Lava tubes are natural formations caused by flowing lava when a volcano erupts. They can date back millennia (and longer) and cool into long networks of caves.
“Lava tubes are important,” explains grad alumnus, Andrew Hay, “because they are a natural structure which provides protection from the drastic heat changes and deadly radiation that planetary surfaces are subject to. Lava tubes protect a local environment where there may be traces of ancient or extant life (space microbes), sources of water and are prime sites for future human exploration.”
Hay acted as an assistant to Earth Sciences graduate student, Chris Brown, with Brown’s lava tube research at Craters of the Moon National Monument and Preserve outside of Pocatello, Idaho.
Hay says his experience was “pretty surreal”. “The surface of the volcanic rock was very abrasive, nearly black, and with a baking dry heat that feels like an oven – pretty inhospitable terrain. The first thing you notice while climbing down into a lava tube is the thermocline, which is like an invisible line where the temperature just cools right off. Most days we took a break from the sun and heat down in the lava tube while eating lunch and enjoying a view of the stalactites, curved tube walls, and flow textures of the lava tube floor.”
Brown’s research combines gravity and magnetic surveying. He explains that lava tubes present strong gravity and magnetic contrasts that they were able to effectively measure. “Implementing the two surveys gives us an extra level of confidence in our study. The magnetic data also showed us some interesting features about some lava flows that we weren’t expecting!”
Brown also acted as a field assistant for another Earth Science master’s student Skyler Mallozzi who has been researching lava tubes in an area known as the Lava Beds National Monument (LBNM) in Northern California. There are more than 700 documented lava tubes in the LBNM, making it the highest concentration of lava tubes in North America.
Mallozzi shares that: “Research on lava tubes is incredibly important for astrobiology applications. Astrobiology in context of space exploration refers to the origin and evolution of extraterrestrial life, with Mars being one of the top targets for finding evidence of previous life. Research of lava tubes on Earth have shown that lava tubes maintain stable environmental conditions year-round, even in some less favourable environments. So it has been proposed that evidence of past life can be found in Martian lava tube systems.”

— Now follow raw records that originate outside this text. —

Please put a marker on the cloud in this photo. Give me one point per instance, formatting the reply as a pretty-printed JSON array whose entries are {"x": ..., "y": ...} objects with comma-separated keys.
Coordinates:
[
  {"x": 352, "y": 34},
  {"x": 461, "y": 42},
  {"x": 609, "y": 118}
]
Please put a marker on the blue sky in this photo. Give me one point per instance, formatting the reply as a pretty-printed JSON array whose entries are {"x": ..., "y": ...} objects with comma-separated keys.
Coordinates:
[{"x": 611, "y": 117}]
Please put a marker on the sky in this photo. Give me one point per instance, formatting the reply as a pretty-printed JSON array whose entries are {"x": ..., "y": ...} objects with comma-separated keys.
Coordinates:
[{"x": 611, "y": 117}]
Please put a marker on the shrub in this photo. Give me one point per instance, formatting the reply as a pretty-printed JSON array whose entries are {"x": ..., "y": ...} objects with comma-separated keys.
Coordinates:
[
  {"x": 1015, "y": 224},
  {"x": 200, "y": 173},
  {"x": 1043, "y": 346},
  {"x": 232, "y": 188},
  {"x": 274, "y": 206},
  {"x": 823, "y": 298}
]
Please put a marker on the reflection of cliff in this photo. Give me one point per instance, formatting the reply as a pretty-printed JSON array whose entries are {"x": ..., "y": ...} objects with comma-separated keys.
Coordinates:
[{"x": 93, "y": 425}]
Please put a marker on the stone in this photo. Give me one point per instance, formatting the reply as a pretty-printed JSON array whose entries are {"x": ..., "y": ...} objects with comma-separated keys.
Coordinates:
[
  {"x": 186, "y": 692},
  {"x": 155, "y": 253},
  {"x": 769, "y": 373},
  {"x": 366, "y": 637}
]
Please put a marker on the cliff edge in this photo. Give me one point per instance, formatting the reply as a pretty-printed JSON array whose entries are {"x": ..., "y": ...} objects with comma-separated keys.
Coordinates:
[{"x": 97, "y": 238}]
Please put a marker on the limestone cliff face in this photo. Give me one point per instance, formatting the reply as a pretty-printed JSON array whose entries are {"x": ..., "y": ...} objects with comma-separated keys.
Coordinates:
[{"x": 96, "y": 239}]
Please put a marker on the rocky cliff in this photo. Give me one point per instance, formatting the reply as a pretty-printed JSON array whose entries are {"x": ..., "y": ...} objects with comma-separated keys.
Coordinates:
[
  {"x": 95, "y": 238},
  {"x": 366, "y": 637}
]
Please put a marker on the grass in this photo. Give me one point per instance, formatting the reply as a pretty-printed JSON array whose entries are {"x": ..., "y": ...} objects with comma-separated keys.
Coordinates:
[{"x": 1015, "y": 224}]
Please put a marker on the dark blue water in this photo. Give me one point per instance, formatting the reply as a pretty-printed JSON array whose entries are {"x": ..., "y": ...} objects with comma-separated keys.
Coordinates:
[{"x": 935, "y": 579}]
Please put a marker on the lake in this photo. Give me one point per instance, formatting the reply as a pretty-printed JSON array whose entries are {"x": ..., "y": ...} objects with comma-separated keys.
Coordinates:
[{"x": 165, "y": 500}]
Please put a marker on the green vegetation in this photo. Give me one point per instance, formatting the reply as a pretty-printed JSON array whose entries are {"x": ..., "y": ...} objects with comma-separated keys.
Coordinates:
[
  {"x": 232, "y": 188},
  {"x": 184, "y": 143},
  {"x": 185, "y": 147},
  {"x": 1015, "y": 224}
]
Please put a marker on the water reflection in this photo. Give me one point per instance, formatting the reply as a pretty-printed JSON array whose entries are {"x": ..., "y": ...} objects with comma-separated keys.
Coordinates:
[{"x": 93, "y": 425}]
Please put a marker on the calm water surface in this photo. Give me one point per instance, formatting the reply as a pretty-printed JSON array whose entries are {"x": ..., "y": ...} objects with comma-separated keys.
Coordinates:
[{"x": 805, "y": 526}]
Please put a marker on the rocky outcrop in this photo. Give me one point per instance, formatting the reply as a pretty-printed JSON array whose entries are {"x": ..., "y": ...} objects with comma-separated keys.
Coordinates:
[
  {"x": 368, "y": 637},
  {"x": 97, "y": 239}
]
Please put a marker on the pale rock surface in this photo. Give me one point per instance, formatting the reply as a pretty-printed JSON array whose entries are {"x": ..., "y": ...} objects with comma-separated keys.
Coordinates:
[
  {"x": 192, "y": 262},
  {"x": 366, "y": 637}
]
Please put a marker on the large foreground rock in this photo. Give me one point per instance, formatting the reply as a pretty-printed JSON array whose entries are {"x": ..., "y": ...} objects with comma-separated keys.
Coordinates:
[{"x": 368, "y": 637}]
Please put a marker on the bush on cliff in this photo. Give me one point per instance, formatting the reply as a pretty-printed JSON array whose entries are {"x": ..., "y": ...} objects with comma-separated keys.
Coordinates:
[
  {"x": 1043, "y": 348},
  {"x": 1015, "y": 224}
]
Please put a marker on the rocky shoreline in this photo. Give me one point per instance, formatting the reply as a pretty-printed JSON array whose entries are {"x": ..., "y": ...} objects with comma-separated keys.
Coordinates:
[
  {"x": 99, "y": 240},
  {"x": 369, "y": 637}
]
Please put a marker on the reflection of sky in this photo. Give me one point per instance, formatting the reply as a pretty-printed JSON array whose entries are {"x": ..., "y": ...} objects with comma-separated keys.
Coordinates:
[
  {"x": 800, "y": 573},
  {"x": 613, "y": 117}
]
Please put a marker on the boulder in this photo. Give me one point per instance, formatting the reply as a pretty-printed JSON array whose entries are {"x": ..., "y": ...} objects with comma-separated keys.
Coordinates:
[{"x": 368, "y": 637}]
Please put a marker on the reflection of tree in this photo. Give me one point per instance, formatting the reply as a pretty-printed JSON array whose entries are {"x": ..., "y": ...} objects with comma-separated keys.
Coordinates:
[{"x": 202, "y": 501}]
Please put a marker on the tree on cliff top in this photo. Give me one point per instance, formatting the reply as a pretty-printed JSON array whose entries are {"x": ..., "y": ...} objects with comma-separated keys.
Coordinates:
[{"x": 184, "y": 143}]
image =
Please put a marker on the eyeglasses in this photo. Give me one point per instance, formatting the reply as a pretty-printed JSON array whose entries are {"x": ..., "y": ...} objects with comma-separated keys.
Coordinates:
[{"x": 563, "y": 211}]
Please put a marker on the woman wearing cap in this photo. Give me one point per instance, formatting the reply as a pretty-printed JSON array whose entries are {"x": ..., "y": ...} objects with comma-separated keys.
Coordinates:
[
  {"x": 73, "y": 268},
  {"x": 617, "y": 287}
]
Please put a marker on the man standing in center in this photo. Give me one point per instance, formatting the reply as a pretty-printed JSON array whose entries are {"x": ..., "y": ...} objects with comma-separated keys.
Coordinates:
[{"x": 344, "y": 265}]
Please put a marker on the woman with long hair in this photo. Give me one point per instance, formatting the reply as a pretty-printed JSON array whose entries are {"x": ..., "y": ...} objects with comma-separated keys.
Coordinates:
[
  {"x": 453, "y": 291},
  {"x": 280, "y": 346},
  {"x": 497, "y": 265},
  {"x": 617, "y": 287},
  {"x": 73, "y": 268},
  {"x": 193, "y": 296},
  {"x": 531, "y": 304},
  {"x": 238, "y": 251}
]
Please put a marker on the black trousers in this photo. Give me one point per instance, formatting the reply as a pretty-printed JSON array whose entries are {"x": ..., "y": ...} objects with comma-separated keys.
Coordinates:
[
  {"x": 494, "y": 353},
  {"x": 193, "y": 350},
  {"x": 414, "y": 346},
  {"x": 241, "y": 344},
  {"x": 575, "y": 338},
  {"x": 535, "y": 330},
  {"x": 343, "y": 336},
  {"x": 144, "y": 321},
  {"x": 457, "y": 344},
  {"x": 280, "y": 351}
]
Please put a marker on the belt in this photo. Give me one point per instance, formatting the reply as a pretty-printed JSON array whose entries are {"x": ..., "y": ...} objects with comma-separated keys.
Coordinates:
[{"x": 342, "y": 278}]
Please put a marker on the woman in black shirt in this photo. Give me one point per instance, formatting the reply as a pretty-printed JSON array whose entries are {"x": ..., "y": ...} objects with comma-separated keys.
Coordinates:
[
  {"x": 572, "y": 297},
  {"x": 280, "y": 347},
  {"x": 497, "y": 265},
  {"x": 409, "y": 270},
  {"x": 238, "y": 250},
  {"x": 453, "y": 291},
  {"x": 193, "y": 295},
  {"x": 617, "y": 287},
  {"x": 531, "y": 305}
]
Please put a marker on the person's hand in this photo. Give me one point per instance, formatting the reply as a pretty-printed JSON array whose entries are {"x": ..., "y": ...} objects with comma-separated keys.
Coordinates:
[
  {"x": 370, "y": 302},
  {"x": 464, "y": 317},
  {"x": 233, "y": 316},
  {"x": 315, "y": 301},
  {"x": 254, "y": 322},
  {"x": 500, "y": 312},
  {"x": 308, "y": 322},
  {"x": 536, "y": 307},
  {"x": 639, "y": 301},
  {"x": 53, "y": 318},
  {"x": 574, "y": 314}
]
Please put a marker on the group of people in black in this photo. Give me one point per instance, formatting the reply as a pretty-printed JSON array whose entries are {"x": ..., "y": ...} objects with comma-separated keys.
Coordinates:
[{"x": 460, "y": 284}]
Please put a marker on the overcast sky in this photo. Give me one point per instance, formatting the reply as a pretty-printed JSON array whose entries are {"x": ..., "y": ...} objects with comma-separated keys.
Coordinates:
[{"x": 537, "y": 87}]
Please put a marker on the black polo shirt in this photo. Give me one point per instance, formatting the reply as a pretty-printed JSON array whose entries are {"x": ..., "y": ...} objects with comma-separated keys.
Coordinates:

Mallozzi says that his research has allowed him to network with other people in his field.
“When Chris and I were in California, there were two other students working on their master’s degree from McGill University. Every night at dinner, we would talk about our area of expertise and our previous research. I was able to learn about other people’s research, and aspects of geology and biology that I never even considered thinking about during my undergraduate. Plus, the park ranger would occasionally come over to the research center we were staying at and tell us of his past experiences. It was fascinating hearing some of the stories he told us.”
Brown agreed that meeting and collaborating with other scientists that are passionate about their work has been the best part of his degree.
Their research is being funded by the Canadian Space Agency.
The students and alumnus all raved about their graduate supervisor, Claire Samson. “Claire is a machine, plain and simple,” says Mallozzi. “She is constantly presenting new research opportunities to both undergraduate and graduate students. I have no clue how she does it all, but I have huge respect for her as a person and a researcher.”
Says Hay: “Claire is fantastic. Throughout the course of my research, thesis, and publications she has provided a stream of knowledge, support, and steadfast optimism which helped see my master’s through to its successful conclusion. Five stars, hands down.”
Chris Brown added: “Claire has been fantastic. She’s full of great ideas and is very supportive”.
Samson will continue to supervise Brown and Mallozzi now that she has moved to a new position as the Dean of Research at Ecole de Technologie Superieure” in Montreal.